Tricks For How To Tell If RV Converter Is Bad And What To Do About It

batteries of an RV

Knowing how to tell if your RV converter is bad should be one of the basic components in your arsenal of RV maintenance skills. The converter in your RV is a critical part of the vehicles internal power grid and if it fails, you'll be left without many essential electrical functions.

Let's face it, that's the last thing you want. But in order to know whether your converter is bad or not, you first have to understand your converter.

So, what is a converter and why is it so important?

What Is an RV Converter

Before we start answering the question of how to tell if your RV converter is bad, let's consider the different parts of your RV's electrical system.

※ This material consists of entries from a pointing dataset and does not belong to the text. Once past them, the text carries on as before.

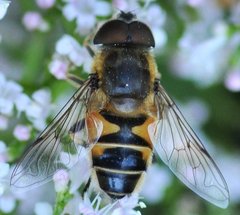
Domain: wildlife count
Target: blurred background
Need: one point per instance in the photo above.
(197, 53)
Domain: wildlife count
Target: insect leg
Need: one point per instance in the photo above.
(74, 80)
(86, 43)
(86, 186)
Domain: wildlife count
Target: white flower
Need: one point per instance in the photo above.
(157, 180)
(39, 108)
(10, 93)
(126, 205)
(196, 112)
(69, 53)
(7, 203)
(45, 4)
(61, 179)
(3, 122)
(3, 8)
(43, 208)
(22, 132)
(232, 81)
(4, 169)
(85, 13)
(33, 21)
(59, 67)
(87, 207)
(195, 3)
(230, 166)
(155, 17)
(75, 163)
(3, 152)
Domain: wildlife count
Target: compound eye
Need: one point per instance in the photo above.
(112, 32)
(141, 34)
(118, 32)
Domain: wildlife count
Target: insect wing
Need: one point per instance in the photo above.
(66, 133)
(179, 147)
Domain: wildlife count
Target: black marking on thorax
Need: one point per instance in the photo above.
(125, 135)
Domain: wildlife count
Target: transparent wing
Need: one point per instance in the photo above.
(65, 133)
(179, 147)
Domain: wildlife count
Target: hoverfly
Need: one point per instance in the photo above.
(122, 114)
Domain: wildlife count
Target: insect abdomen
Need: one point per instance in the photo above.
(121, 157)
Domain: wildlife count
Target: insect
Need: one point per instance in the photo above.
(122, 115)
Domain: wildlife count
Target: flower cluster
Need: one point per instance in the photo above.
(36, 108)
(202, 58)
(69, 54)
(206, 43)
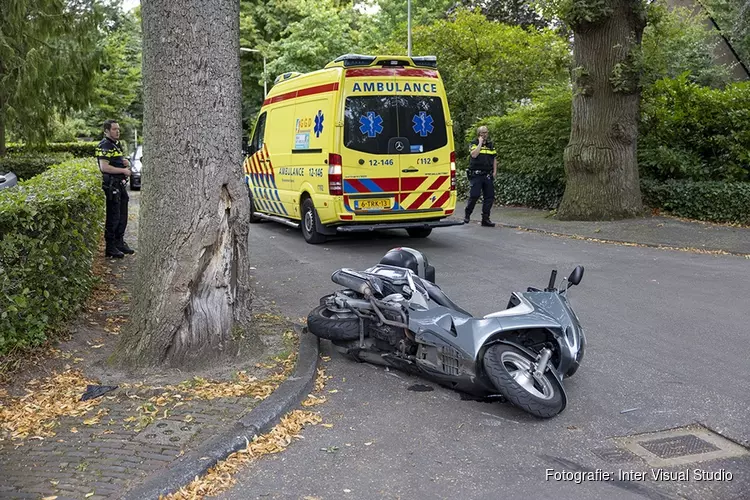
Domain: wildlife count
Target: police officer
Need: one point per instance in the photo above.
(115, 170)
(482, 171)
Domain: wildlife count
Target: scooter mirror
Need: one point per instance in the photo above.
(576, 276)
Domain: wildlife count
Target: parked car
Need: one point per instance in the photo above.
(136, 166)
(8, 179)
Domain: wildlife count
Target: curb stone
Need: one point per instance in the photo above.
(258, 421)
(605, 239)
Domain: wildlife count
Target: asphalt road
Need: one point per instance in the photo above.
(667, 339)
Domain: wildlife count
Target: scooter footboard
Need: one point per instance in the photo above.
(353, 280)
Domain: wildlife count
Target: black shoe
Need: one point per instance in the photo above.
(114, 253)
(124, 248)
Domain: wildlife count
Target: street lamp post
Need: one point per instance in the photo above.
(408, 22)
(265, 88)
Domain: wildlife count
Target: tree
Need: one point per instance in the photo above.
(732, 17)
(516, 12)
(192, 294)
(600, 159)
(676, 41)
(390, 23)
(323, 33)
(117, 83)
(487, 65)
(48, 58)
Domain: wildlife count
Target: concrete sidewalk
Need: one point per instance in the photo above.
(104, 452)
(657, 231)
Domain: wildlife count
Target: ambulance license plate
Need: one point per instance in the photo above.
(373, 204)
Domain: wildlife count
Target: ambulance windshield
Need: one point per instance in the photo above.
(371, 121)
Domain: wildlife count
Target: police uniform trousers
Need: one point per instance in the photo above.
(481, 184)
(117, 212)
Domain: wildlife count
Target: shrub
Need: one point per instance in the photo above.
(49, 232)
(695, 133)
(708, 201)
(26, 166)
(531, 138)
(518, 188)
(77, 149)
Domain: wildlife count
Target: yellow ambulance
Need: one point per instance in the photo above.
(365, 143)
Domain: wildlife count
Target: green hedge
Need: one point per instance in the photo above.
(26, 166)
(531, 139)
(77, 149)
(49, 231)
(695, 133)
(517, 188)
(709, 201)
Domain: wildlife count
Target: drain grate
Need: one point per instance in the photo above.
(167, 432)
(615, 455)
(681, 446)
(678, 446)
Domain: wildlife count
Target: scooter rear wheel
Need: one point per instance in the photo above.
(509, 370)
(327, 324)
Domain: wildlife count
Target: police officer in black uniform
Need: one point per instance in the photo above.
(115, 170)
(482, 171)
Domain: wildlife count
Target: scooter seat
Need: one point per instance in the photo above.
(437, 295)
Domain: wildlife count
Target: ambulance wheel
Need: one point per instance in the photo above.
(253, 218)
(419, 232)
(309, 226)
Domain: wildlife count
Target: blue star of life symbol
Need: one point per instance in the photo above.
(422, 124)
(372, 124)
(318, 129)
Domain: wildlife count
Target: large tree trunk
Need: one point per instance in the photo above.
(2, 127)
(600, 160)
(192, 293)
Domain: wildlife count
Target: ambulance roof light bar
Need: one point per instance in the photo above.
(350, 60)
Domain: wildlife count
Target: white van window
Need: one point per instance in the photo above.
(370, 121)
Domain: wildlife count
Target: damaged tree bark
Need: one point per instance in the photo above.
(192, 295)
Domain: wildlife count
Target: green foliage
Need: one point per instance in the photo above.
(531, 138)
(693, 132)
(733, 19)
(323, 33)
(118, 90)
(389, 22)
(516, 12)
(26, 166)
(48, 57)
(488, 66)
(517, 188)
(709, 201)
(677, 41)
(77, 149)
(48, 236)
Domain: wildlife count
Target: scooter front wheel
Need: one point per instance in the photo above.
(510, 370)
(327, 324)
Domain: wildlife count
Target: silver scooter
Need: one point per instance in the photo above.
(394, 314)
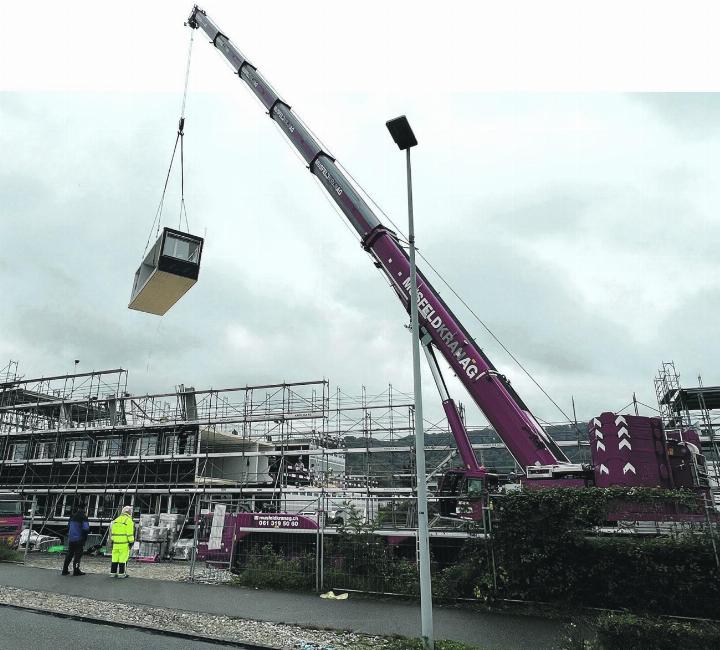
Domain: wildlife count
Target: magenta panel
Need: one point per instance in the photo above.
(628, 450)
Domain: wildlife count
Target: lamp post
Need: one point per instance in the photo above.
(405, 139)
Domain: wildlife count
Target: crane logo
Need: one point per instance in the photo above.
(427, 312)
(329, 177)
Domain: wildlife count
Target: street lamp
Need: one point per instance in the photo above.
(405, 139)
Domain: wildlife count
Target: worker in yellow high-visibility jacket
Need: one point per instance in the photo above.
(122, 537)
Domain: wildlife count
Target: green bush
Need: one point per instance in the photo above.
(544, 551)
(266, 567)
(8, 555)
(629, 631)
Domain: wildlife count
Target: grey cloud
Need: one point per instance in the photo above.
(693, 114)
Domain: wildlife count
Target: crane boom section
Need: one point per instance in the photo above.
(526, 440)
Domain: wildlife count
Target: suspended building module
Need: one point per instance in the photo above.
(167, 272)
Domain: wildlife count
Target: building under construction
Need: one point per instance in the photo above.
(83, 437)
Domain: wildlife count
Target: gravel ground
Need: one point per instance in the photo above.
(273, 635)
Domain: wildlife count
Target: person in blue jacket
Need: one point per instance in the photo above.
(78, 530)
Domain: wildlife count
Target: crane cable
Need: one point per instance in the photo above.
(179, 139)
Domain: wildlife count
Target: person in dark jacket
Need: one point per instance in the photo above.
(78, 530)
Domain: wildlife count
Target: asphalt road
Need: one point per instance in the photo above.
(45, 632)
(358, 614)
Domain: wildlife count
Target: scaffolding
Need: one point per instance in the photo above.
(682, 408)
(82, 437)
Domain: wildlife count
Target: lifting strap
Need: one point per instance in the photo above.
(179, 138)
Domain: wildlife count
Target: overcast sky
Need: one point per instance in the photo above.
(581, 226)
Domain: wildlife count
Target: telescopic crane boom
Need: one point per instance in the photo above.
(531, 447)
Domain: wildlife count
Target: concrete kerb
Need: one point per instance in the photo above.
(144, 628)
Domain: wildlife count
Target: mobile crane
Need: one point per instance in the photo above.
(542, 461)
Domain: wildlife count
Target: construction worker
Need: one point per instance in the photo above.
(122, 537)
(78, 530)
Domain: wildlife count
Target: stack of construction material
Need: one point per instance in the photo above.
(173, 523)
(147, 538)
(153, 541)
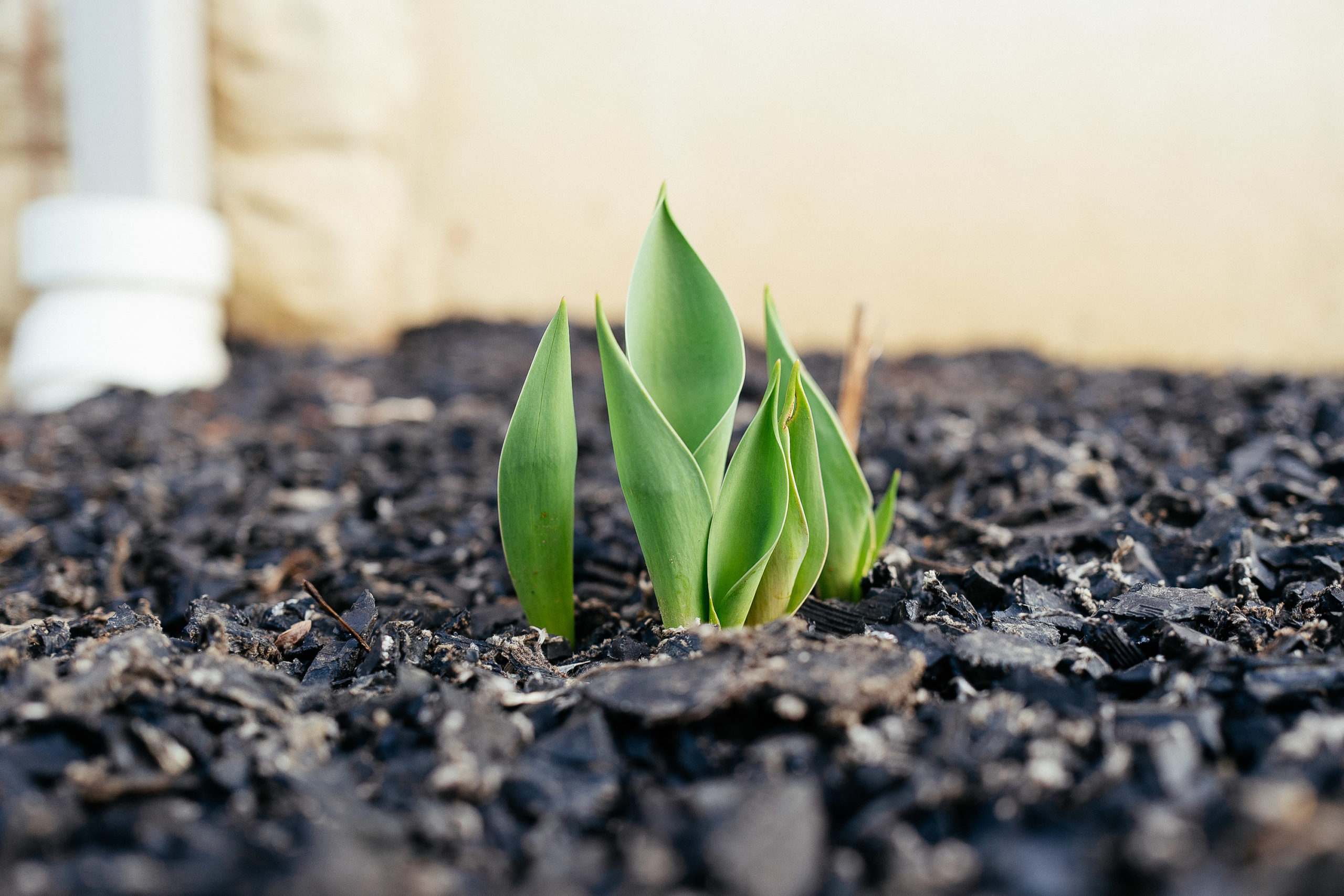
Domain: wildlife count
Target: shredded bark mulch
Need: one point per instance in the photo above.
(1101, 655)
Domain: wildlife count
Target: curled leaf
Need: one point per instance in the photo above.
(664, 488)
(752, 513)
(851, 527)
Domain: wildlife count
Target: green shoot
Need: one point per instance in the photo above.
(855, 532)
(537, 486)
(768, 537)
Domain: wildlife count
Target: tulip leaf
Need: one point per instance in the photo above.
(750, 515)
(664, 488)
(805, 472)
(884, 519)
(537, 486)
(785, 583)
(847, 495)
(685, 344)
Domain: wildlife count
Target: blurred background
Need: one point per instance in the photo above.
(1152, 182)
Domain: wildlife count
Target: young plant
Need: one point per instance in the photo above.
(855, 532)
(537, 486)
(671, 402)
(768, 537)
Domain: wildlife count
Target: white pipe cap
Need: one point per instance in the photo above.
(130, 296)
(81, 239)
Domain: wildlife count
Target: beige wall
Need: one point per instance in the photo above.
(1140, 182)
(32, 133)
(1152, 181)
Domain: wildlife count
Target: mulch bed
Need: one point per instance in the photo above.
(1101, 656)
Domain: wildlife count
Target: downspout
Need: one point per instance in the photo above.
(130, 269)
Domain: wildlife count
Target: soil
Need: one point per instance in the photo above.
(1101, 655)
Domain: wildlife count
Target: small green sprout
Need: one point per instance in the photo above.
(857, 534)
(738, 547)
(537, 486)
(768, 537)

You will typically have two distinct sections, or electrical classes, in your RV. The first is 120V alternating current power which will supply most of your larger appliances such as air conditioners, microwaves, and mains outlets.

The second part of your grid is the 12V direct current supply for internal lighting, propane igniters, and electronics charging points.

Let's take a closer look at the differences between these two types of power. Having this knowledge will help you to know how to tell if your RV converter is bad.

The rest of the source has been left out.